Throughout 2018/19, MacEwan University’s Mitchell Art Gallery followed an arc of programming that challenged the public gallery’s visitors to explore adult/child relationships. The Ephemerals, So Bey (performance still), 2019. Photo courtesy of the artists.

“For 15 minutes, we observed Indigenous women caring for their children,” says Carolyn Jervis, director of the Edmonton university’s John and Maggie Mitchell Art Gallery (MAG). “There were references to food security, industrial production, water security and water protection – big political issues that affect Indigenous women’s abilities to mother and care for their children.”

The performance by all-female arts collective, The Ephemerals (Jaimie Isaac, Niki Little and Jenny Western), opened Mothering Spaces, guest curated by Becca Taylor. The second exhibition in the Edmonton university’s 2018/19 academic year (the first was Childish), explored the experiences of Indigenous women who are artists and mothers, and followed an arc of programming that challenged the public gallery’s visitors to explore adult/child relationships.

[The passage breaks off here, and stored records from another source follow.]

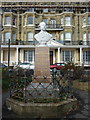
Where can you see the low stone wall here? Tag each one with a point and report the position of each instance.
(42, 110)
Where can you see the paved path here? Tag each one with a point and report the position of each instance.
(84, 112)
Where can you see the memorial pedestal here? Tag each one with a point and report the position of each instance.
(42, 65)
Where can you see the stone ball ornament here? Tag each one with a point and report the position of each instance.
(43, 37)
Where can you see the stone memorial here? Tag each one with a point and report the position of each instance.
(42, 60)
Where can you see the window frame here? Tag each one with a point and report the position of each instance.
(68, 39)
(29, 56)
(64, 56)
(67, 22)
(7, 38)
(30, 38)
(6, 23)
(30, 22)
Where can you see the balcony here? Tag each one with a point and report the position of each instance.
(20, 42)
(75, 42)
(51, 27)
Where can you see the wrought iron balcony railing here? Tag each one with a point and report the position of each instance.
(19, 42)
(80, 42)
(51, 26)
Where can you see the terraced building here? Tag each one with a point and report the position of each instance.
(67, 20)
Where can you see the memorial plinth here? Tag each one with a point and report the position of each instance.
(42, 65)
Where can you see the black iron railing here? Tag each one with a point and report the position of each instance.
(51, 26)
(22, 87)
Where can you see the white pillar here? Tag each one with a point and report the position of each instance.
(81, 56)
(58, 55)
(17, 55)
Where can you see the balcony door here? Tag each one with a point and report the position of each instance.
(51, 57)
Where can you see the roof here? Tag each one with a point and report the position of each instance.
(45, 1)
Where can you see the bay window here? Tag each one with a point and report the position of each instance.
(7, 36)
(84, 37)
(89, 36)
(67, 55)
(7, 20)
(83, 21)
(30, 20)
(29, 56)
(86, 57)
(62, 21)
(14, 20)
(13, 36)
(62, 36)
(67, 36)
(30, 36)
(88, 20)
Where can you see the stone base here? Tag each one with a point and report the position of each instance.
(42, 110)
(42, 65)
(41, 79)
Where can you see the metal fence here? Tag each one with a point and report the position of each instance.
(22, 86)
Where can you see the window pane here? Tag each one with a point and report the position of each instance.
(24, 20)
(84, 21)
(62, 22)
(30, 20)
(45, 20)
(29, 56)
(13, 36)
(45, 10)
(7, 36)
(62, 36)
(7, 20)
(66, 56)
(88, 20)
(67, 20)
(89, 36)
(86, 56)
(84, 37)
(53, 23)
(30, 36)
(68, 36)
(14, 20)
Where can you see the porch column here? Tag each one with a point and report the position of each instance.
(81, 56)
(58, 55)
(17, 55)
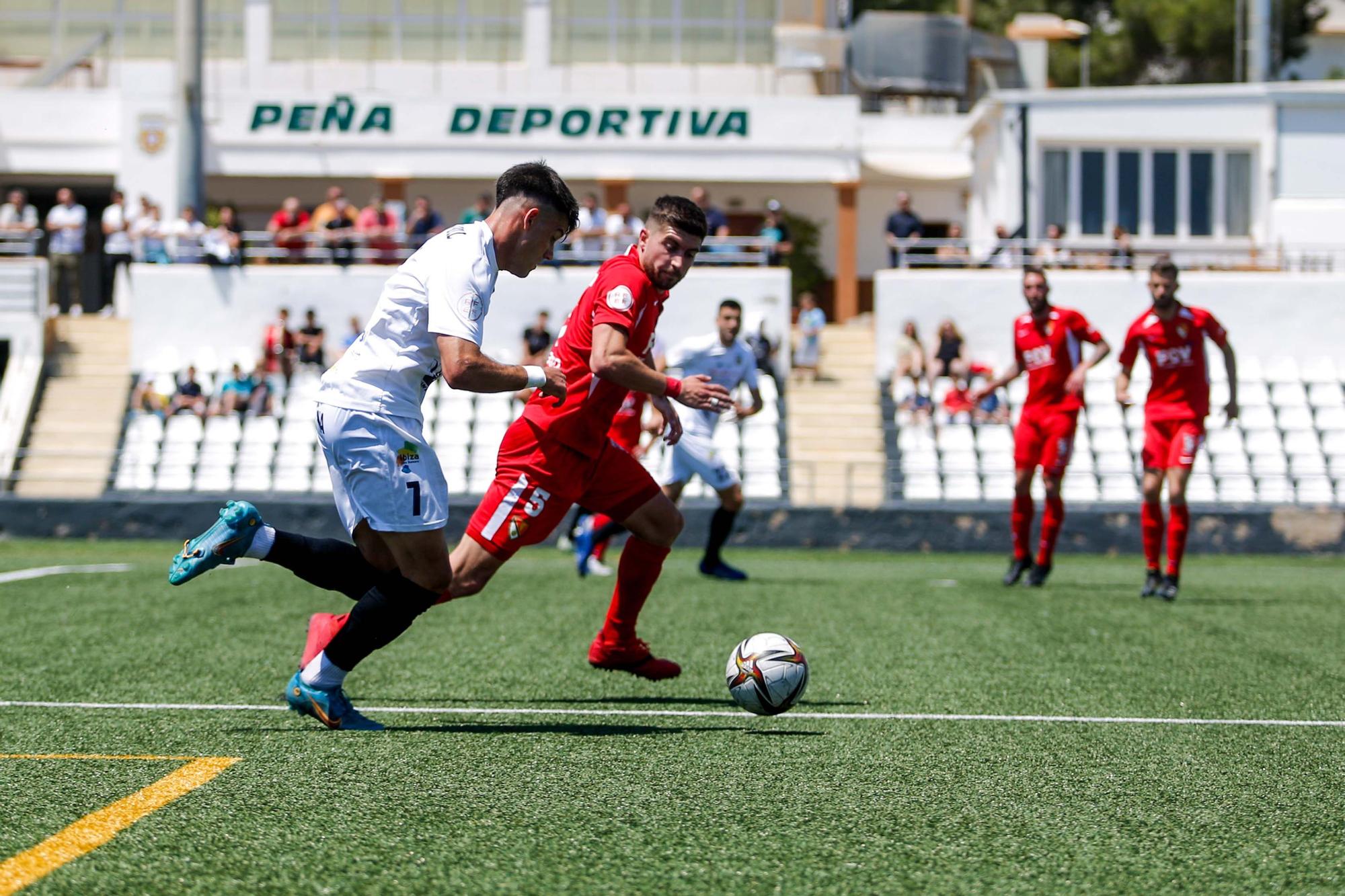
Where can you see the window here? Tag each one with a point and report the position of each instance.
(1165, 194)
(1093, 170)
(1238, 194)
(1055, 184)
(1202, 194)
(1128, 190)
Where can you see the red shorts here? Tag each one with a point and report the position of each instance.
(536, 482)
(1172, 443)
(1046, 439)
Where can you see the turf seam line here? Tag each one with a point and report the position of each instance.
(701, 713)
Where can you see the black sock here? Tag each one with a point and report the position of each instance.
(607, 530)
(722, 525)
(326, 563)
(380, 616)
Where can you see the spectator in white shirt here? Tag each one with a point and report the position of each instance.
(186, 236)
(622, 228)
(65, 248)
(116, 243)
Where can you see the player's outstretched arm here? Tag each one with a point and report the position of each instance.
(467, 369)
(615, 362)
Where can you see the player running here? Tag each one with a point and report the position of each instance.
(1174, 338)
(387, 482)
(559, 455)
(1047, 345)
(730, 362)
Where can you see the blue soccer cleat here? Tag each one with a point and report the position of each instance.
(329, 706)
(224, 542)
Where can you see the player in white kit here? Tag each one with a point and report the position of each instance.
(388, 485)
(728, 362)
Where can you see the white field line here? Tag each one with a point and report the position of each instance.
(697, 713)
(38, 572)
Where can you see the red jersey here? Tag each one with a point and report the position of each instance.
(1178, 365)
(625, 298)
(1050, 352)
(626, 425)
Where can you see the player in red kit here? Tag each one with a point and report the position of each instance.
(1174, 338)
(1047, 343)
(559, 454)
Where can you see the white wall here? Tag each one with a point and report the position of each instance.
(1268, 315)
(193, 311)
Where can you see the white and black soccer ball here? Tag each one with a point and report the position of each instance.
(767, 674)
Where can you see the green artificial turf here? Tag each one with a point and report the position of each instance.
(697, 803)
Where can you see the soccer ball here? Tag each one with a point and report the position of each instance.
(767, 674)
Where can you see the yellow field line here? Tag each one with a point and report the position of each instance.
(98, 827)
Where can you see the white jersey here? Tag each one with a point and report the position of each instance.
(728, 366)
(445, 288)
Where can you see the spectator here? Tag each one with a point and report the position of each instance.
(310, 339)
(948, 360)
(778, 233)
(537, 341)
(1005, 255)
(278, 348)
(379, 227)
(289, 227)
(340, 232)
(953, 252)
(716, 222)
(763, 350)
(622, 228)
(812, 321)
(65, 248)
(185, 237)
(116, 243)
(147, 235)
(911, 357)
(479, 210)
(224, 243)
(424, 222)
(328, 210)
(1050, 252)
(588, 235)
(18, 216)
(905, 229)
(1122, 256)
(189, 396)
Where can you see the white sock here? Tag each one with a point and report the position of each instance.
(322, 673)
(263, 542)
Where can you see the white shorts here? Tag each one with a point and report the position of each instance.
(696, 455)
(383, 470)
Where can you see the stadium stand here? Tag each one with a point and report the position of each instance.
(1286, 447)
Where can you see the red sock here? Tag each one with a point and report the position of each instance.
(1022, 522)
(1178, 526)
(636, 576)
(1152, 532)
(1051, 521)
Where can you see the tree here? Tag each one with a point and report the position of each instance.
(1141, 41)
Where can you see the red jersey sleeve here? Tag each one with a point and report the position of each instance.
(1130, 352)
(1215, 330)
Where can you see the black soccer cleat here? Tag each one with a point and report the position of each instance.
(1152, 581)
(1038, 576)
(1016, 569)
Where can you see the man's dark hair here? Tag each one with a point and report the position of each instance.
(680, 213)
(539, 181)
(1165, 268)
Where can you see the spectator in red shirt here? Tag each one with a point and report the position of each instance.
(289, 228)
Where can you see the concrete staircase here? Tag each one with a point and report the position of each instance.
(837, 455)
(73, 439)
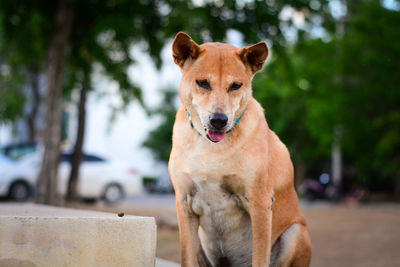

“The Mitchell Art Gallery is a place for active learning – it’s about helping the university community think beyond our limits,” says Jervis. “It was incredible to hear the different disciplinary perspectives on how we can make galleries safe and welcoming places for parents and children, and to reach out to the broader community and have parents, caregivers and children come and engage in the exhibitions, panel discussions, workshops and interactive artwork in the gallery.”

A performance by all-female arts collective The Ephemerals opened the gallery’s Mothering Spaces exhibition, referencing food security, industrial production, water security and water protection – big political issues that affect Indigenous women’s abilities to mother and care for their children. The Ephemerals, So Bey (performance still), 2019. Photo courtesy of the artists.

For Childish and Mothering Spaces, that active learning involved the gallery, the community and students in the university’s fine art, nursing, design, early learning, nursing, child and youth care, and arts and cultural management programs. Sometimes the learning was political – challenging the perception that once a woman has a child, her career in the arts is over. Other times it was practical – providing artists with hotel rooms that had two beds instead of one or inviting parents and children to actively participate in the exhibitions (visual artist Kasie Campbell and her eight-year-old daughter Mavi hosted twice-weekly crochet circles, creating a collaborative work over the course of the fall semester).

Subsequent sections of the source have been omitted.